Mary Magdalene returned to the garden that first Easter Sunday to find the tomb empty. She supposed someone—but who?—had stolen the body. She couldn’t even see Jesus in death. Returning with Peter and another disciple, she stayed. Weeping, she was probably overcome with grief. Even a vision of angels didn’t sway her from the body-theft theory; she didn’t recognise Jesus himself when she saw him. Imagine her elation when he spoke her name, and she knew it was the risen Lord! Ah—but what about when the sun comes out?
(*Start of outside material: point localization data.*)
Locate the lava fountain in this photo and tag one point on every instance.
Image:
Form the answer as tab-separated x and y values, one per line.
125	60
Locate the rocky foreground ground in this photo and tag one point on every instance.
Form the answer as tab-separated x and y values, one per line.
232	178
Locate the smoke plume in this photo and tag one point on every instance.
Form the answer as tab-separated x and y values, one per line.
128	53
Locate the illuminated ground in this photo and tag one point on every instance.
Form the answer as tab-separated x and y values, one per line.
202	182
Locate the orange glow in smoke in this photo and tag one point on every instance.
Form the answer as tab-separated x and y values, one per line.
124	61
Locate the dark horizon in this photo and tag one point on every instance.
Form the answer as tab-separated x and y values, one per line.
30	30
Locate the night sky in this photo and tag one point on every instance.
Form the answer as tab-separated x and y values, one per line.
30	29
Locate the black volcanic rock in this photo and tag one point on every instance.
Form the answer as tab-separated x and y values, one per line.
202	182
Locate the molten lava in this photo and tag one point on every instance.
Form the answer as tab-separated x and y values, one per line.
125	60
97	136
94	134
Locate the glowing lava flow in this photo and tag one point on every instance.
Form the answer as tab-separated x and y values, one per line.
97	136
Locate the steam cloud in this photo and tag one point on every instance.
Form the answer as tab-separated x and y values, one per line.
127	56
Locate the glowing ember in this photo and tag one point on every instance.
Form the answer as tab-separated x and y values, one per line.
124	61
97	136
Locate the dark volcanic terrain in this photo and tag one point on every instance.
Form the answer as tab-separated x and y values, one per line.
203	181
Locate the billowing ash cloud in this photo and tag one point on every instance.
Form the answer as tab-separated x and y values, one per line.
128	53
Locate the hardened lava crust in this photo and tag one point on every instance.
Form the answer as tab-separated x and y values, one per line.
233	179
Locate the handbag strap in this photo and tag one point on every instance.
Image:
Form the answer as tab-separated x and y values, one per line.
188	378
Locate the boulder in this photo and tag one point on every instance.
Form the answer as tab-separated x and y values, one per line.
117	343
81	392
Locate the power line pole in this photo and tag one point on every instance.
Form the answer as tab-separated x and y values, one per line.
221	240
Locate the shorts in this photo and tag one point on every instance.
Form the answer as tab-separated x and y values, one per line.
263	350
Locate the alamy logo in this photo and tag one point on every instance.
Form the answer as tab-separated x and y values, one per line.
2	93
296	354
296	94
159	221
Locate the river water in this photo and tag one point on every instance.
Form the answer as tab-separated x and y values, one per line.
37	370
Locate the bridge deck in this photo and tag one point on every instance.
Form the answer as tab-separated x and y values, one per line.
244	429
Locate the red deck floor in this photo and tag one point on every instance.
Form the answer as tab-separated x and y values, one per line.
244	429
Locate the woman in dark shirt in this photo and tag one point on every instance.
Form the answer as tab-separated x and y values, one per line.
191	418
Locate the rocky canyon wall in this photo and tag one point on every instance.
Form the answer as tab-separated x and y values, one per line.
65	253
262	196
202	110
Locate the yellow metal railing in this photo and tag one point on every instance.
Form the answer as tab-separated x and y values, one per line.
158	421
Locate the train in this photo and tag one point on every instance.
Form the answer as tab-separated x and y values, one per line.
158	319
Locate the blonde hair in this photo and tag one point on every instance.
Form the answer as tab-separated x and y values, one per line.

The stories of the other Resurrection appearances follow. Two disciples, numbed by what had happened, unable to stay in that bloody city of Jerusalem any longer, return by foot to their village of Emmaus, about eleven kilometres distant. A companion joined them, seemingly ignorant of the news which had devastated them so. Yet this strange companion made their hearts burn when he explained the Scriptures to them; and their eyes were opened, their minds were cleared, when he broke the bread. Their next action was to race back to Jerusalem with the news. Ah—but what about when the sun comes out?
And through the centuries, men and women have responded in faith to Jesus Christ, finding his risen life available to them through the Holy Spirit. Finding a knowledge of forgiven sin, of guilt taken away; knowing that God is love, not someone to hide from in abject fear; finding the power to live in love and service to others, because the only true life is found in walking with Jesus. Finding peace of mind, joy, and the transformation of our hearts. Ah—but what about when the sun comes out?
When the risen Lord Jesus directs us, guides us, leads us through life, then the sun has come out for us. In whatever circumstances of life we find ourselves, we are his. Jesus Christ is alive for ever, and he will never leave us nor forsake us. For us the sun has come out! Amen.